Third, we need to ensure that high costs and time constraints don’t keep people from getting the medical care they need. Health care benefits and paid time off are both invaluable here, especially for those with disabilities, who generally experience poorer health and additional barriers to getting the support they need and who are at greater risk of poor outcomes from Covid.

Finally, keeping someone in a job isn’t always a reasonable goal. And it shouldn’t be. Sometimes people stay in jobs that add to their anguish, pain, or injury because they can’t find a feasible way out. Could we, as a society, make it easier for people with disabilities to leave jobs that cause them harm? What about expanding the reasons someone can receive unemployment? What other creative solutions could we find?

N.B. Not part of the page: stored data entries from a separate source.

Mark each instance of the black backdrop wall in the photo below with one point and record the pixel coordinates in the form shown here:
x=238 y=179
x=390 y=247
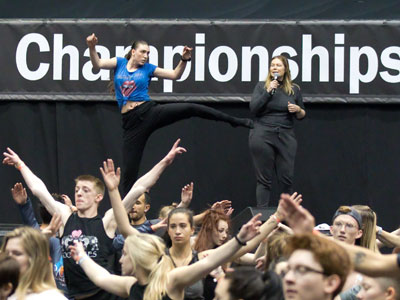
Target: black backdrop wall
x=347 y=153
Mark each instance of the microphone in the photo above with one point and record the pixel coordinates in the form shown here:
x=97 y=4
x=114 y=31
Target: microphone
x=275 y=78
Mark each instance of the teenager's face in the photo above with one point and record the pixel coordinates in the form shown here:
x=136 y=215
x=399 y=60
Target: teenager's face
x=15 y=249
x=141 y=54
x=370 y=290
x=345 y=228
x=277 y=66
x=139 y=209
x=220 y=234
x=86 y=195
x=179 y=228
x=303 y=280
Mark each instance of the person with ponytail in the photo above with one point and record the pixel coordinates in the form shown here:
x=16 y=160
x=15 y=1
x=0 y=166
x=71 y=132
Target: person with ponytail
x=140 y=116
x=148 y=273
x=274 y=105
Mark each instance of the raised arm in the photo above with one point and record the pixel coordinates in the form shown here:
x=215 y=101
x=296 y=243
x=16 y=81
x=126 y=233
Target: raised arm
x=267 y=227
x=37 y=186
x=118 y=285
x=365 y=261
x=184 y=276
x=111 y=180
x=97 y=62
x=141 y=185
x=186 y=195
x=147 y=181
x=20 y=197
x=178 y=71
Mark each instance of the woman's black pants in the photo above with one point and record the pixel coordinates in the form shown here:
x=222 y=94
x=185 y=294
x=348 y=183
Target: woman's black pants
x=272 y=148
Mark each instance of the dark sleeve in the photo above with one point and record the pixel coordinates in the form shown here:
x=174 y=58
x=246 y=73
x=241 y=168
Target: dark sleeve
x=118 y=242
x=27 y=214
x=146 y=227
x=299 y=97
x=259 y=99
x=398 y=260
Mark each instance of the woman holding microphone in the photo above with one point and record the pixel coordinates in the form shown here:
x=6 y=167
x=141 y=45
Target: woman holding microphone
x=274 y=105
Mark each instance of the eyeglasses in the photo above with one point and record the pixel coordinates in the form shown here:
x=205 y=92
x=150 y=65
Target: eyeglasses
x=300 y=270
x=347 y=226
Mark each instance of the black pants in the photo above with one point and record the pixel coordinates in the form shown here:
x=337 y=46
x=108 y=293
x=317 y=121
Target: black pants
x=139 y=123
x=272 y=148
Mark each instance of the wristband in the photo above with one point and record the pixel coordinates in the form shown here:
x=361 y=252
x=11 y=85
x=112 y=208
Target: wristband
x=379 y=232
x=240 y=242
x=276 y=218
x=185 y=60
x=19 y=166
x=82 y=259
x=315 y=232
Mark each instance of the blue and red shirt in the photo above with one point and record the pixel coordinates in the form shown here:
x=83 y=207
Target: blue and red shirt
x=132 y=86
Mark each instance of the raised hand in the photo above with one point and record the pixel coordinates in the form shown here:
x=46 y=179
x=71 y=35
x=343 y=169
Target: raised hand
x=77 y=251
x=293 y=108
x=250 y=229
x=297 y=198
x=162 y=224
x=186 y=195
x=12 y=159
x=110 y=176
x=53 y=227
x=169 y=158
x=68 y=202
x=187 y=53
x=224 y=205
x=92 y=40
x=298 y=218
x=19 y=194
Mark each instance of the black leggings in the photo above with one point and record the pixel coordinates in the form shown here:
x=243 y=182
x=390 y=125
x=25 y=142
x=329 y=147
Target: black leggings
x=139 y=123
x=272 y=148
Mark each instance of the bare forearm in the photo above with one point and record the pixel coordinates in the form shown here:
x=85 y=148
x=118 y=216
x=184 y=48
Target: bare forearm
x=265 y=229
x=38 y=188
x=180 y=68
x=94 y=57
x=118 y=285
x=120 y=214
x=370 y=263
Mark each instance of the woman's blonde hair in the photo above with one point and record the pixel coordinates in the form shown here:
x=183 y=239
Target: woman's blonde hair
x=287 y=84
x=38 y=277
x=368 y=239
x=147 y=251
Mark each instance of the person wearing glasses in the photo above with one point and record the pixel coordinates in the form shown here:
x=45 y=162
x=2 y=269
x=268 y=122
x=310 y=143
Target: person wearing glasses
x=317 y=268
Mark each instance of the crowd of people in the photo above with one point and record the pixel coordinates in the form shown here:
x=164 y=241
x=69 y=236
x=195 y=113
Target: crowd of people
x=77 y=254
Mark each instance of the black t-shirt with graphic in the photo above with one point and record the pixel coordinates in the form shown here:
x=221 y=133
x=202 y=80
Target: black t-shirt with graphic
x=98 y=246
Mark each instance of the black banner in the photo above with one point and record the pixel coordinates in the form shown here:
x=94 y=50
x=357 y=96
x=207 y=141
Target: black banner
x=332 y=61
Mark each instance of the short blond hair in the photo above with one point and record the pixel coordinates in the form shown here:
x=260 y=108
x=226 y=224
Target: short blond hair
x=98 y=184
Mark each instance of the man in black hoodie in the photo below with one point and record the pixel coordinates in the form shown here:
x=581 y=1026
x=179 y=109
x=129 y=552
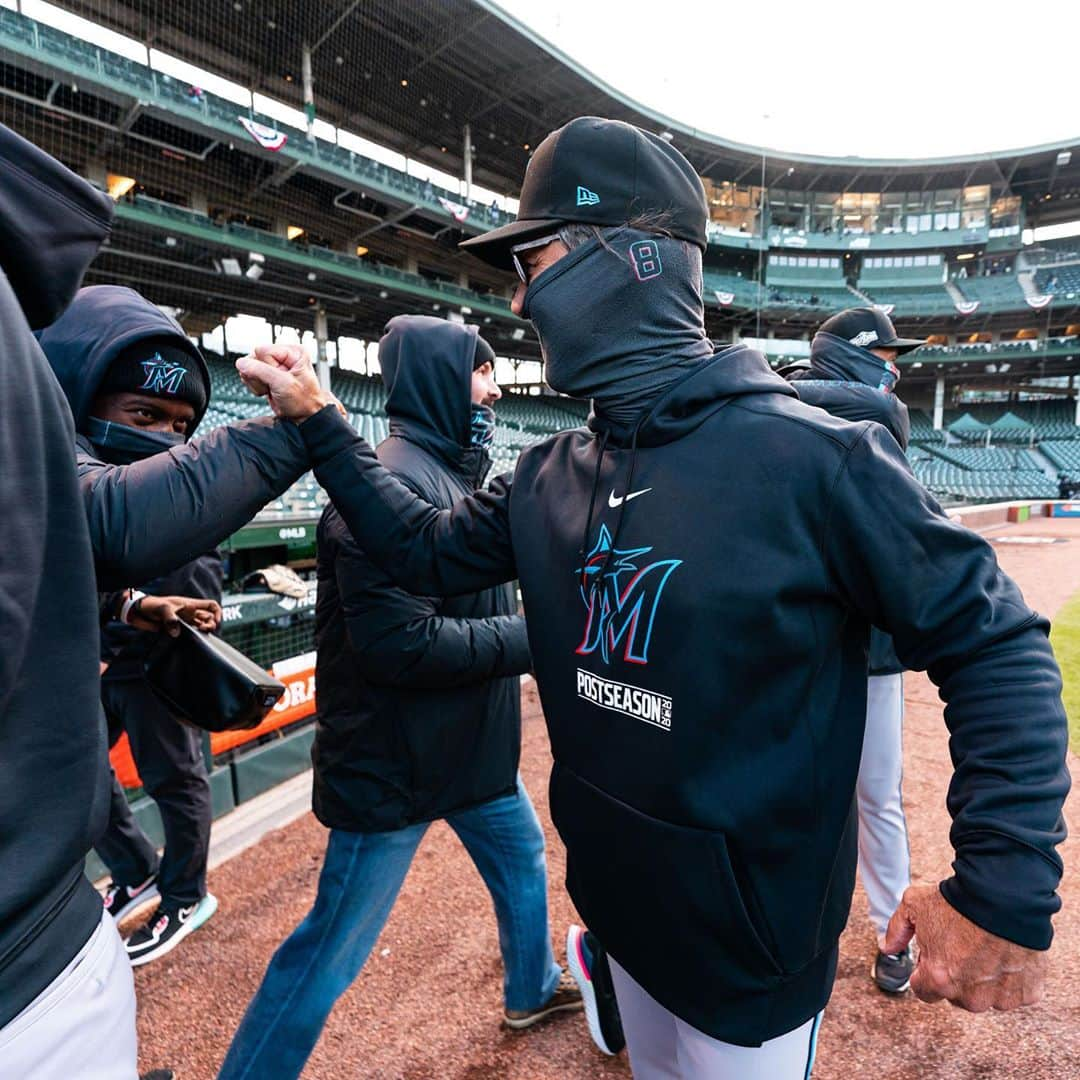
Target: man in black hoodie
x=852 y=374
x=419 y=718
x=700 y=570
x=58 y=525
x=133 y=401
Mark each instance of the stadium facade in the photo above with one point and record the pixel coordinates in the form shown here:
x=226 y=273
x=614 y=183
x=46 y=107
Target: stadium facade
x=318 y=164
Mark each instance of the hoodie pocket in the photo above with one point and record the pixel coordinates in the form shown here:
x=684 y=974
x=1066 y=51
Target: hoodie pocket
x=664 y=899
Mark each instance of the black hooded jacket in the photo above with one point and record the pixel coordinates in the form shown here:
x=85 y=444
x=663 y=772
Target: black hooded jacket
x=418 y=700
x=53 y=801
x=58 y=524
x=699 y=603
x=842 y=379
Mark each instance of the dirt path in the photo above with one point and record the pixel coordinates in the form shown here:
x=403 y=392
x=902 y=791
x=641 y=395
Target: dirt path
x=428 y=1003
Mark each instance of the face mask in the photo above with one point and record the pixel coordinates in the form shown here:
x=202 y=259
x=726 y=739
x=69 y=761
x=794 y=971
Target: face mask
x=482 y=427
x=120 y=444
x=622 y=321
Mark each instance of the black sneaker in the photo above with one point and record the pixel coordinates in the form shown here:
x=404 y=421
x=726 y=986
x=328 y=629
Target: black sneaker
x=892 y=971
x=166 y=930
x=588 y=963
x=122 y=900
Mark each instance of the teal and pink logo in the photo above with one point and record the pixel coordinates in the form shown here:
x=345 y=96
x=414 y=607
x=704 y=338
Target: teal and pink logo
x=621 y=602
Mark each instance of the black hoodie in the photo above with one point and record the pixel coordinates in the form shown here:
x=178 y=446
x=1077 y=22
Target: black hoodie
x=144 y=520
x=699 y=636
x=854 y=385
x=53 y=757
x=419 y=711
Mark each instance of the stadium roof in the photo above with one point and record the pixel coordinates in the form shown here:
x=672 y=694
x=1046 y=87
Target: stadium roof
x=410 y=76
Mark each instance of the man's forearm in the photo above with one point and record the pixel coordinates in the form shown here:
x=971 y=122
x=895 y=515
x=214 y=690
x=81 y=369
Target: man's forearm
x=1009 y=737
x=149 y=517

For my part, I needed therapy and medication to do my job without feeling terrible and wasting lots of time — at home and in the office. My boss also forbade me from checking the wedding files on any day except Wednesday. That helped too. Once I got the support I needed, I could think about the wedding files without a rush of anxiety. I could watch wedding scenes in movies and video games without my mind turning to some imagined error buried in a wedding file in my office. And I stopped compulsively checking those files. Mostly.

Overall, I was happier. And I did better work. A win-win.